Re: AI-GEOSTATS: Log versus nscore transform

Yetta Jager Thu, 10 Aug 2006 11:08:43 -0700

Regardless of how well a lognormal model represents the distribution of the (one realization) of data,
there are still significant issues in interpreting back-transformed kriging predictions and their back-transformed
variances. For example, because the back-transformed mean is a function of both the transformed mean and kriging variance, higher estimates result where kriging variances are higher (ie areas with lower density of sampling data). Does this make sense? Or just choose to model the median instead of the mean.

I was advised to consider identifying different sub-populations with possible different means and variances as separate strata, which can be standardized by their individual variances and the residuals kriged (or simulated) together. We have one example (on my website) of where we developed a method to do this. Also, consider using covariates to reduce the variation in residuals first.

Yetta

At 11:37 AM 8/10/2006, you wrote:

Mike,

   I can't speak to EPA UCLs, and I'm too far removed from the literature at this point to make a cogent argument... but I do remember my work characterizing the hydraulic properties of artificial soils and there was no doubt that the soil water retention curves (tension vs water content) were log normal.

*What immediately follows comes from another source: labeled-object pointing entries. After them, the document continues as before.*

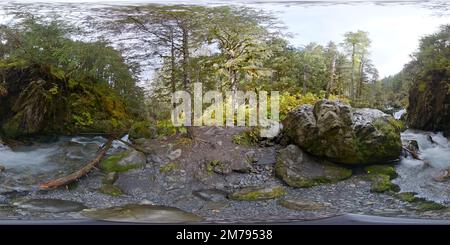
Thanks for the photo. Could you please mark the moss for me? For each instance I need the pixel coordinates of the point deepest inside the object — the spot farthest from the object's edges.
(184, 141)
(254, 194)
(169, 167)
(381, 169)
(382, 183)
(111, 190)
(111, 164)
(215, 165)
(247, 137)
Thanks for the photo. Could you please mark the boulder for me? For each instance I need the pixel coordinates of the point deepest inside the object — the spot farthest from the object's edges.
(299, 169)
(343, 134)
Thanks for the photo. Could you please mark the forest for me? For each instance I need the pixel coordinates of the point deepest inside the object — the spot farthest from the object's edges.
(79, 105)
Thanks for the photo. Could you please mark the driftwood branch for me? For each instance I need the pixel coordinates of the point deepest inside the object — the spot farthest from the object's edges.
(137, 148)
(66, 180)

I also remember Wilford Gardner (UW-Madison) commenting on how often that function form appeared in soil water physics.

   While digging through an old folder I found a classic reference ...

Spatial Variability of Field-Measured Soil-Water Properties
DR Nielsen, JW Biggar and KT Erh
Hillgardia Vol 42, Number 7, pp 215-260, Nov 1973

Maribeth

At 08:50 AM 8/10/2006 -0400, Michael Grant wrote:

My apologies. The email below accidentally only went to Gregoire only. It turns out that I haven't quite reconnected to the list correctly.. So...

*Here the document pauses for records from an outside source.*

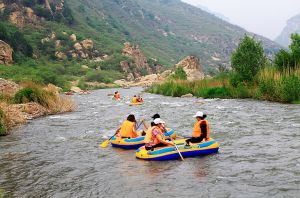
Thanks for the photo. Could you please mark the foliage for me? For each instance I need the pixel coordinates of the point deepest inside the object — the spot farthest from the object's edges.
(2, 123)
(291, 58)
(33, 93)
(179, 74)
(248, 58)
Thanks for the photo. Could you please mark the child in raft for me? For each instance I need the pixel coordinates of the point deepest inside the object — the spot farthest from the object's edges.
(134, 99)
(140, 99)
(128, 128)
(117, 96)
(201, 129)
(154, 136)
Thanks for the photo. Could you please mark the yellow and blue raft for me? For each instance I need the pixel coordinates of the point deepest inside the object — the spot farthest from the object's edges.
(134, 143)
(170, 153)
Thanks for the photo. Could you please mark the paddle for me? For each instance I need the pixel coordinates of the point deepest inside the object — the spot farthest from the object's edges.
(106, 142)
(175, 146)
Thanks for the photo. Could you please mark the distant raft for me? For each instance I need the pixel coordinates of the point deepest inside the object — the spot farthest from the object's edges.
(135, 103)
(170, 153)
(134, 143)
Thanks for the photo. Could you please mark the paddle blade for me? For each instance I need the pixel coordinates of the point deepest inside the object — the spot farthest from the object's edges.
(104, 144)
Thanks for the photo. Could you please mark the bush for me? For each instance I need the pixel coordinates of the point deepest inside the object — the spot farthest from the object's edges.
(33, 94)
(248, 58)
(179, 74)
(3, 129)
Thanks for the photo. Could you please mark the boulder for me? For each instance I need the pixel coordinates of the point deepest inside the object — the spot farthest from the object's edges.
(17, 18)
(5, 53)
(87, 44)
(187, 95)
(73, 37)
(192, 68)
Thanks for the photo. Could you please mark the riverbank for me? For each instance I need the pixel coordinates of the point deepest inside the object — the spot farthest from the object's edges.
(26, 101)
(270, 84)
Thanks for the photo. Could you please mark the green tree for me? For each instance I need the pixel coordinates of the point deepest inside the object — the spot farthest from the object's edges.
(248, 58)
(295, 49)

------- Original Message -----
From: Michael Grant
To: Gregoire Dubois
Sent: Wednesday, August 09, 2006 8:48 AM
Subject: Re: AI-GEOSTATS: Log versus nscore transform

Hi Gregoire,

Please forgive the rambling philosophical response but I find your question interestingly provocative.

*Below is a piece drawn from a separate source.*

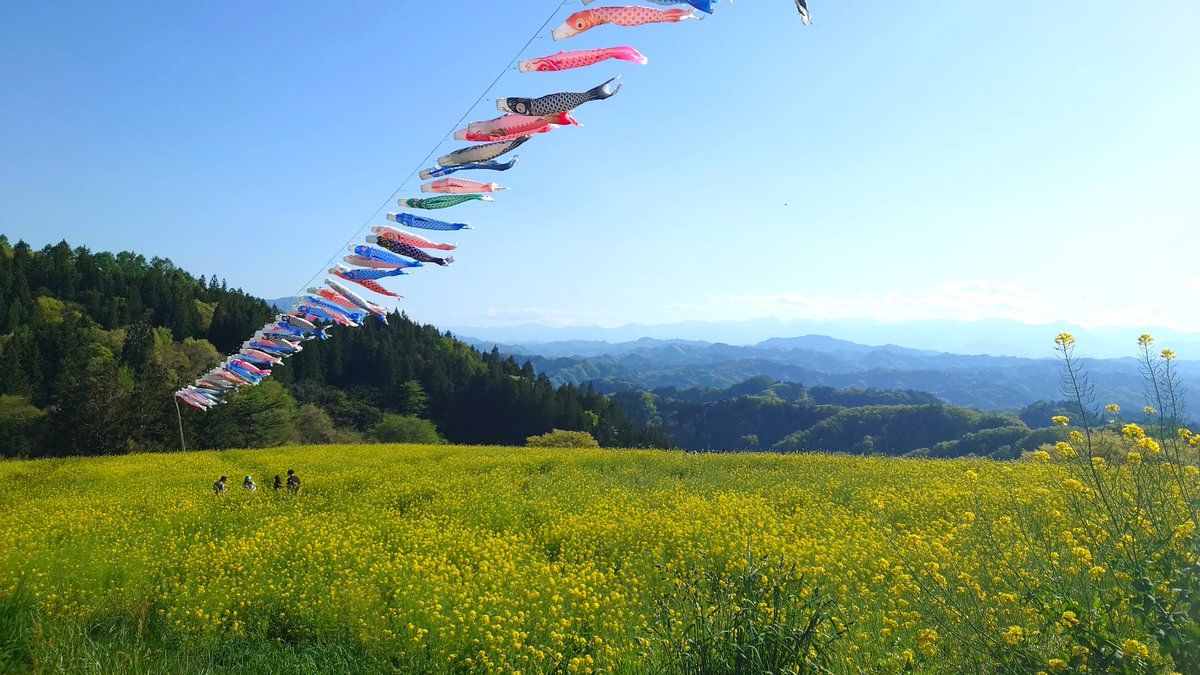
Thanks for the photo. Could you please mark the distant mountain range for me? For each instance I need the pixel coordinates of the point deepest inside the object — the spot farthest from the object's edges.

Is a preference of lognormality mathematical elegance or is it tradition? I remember an era of virtually automatic assumption of lognormality for two key classes of variables in our business (nuclear/environmental): contaminant concentrations and hydraulic conductivity. That practice lingers.

    By the early and mid 1990's many human and ecological risk assessors assumed lognormality of contaminant concentrations in environmental media as an article of faith. 'The data are skewed and hence lognormal.' In the US, I suspect that this state of affairs reflected in part the issuance of a single document--the USEPA's approachable supplemental guidance on calculating UCL for human health risk assessment (May 1992). While the EPA clearly evolved beyond that point, e.g., the agency's work on bootstrapping UCLs, numerical/computational savvy of many but not all 'street' assessors probably lagged.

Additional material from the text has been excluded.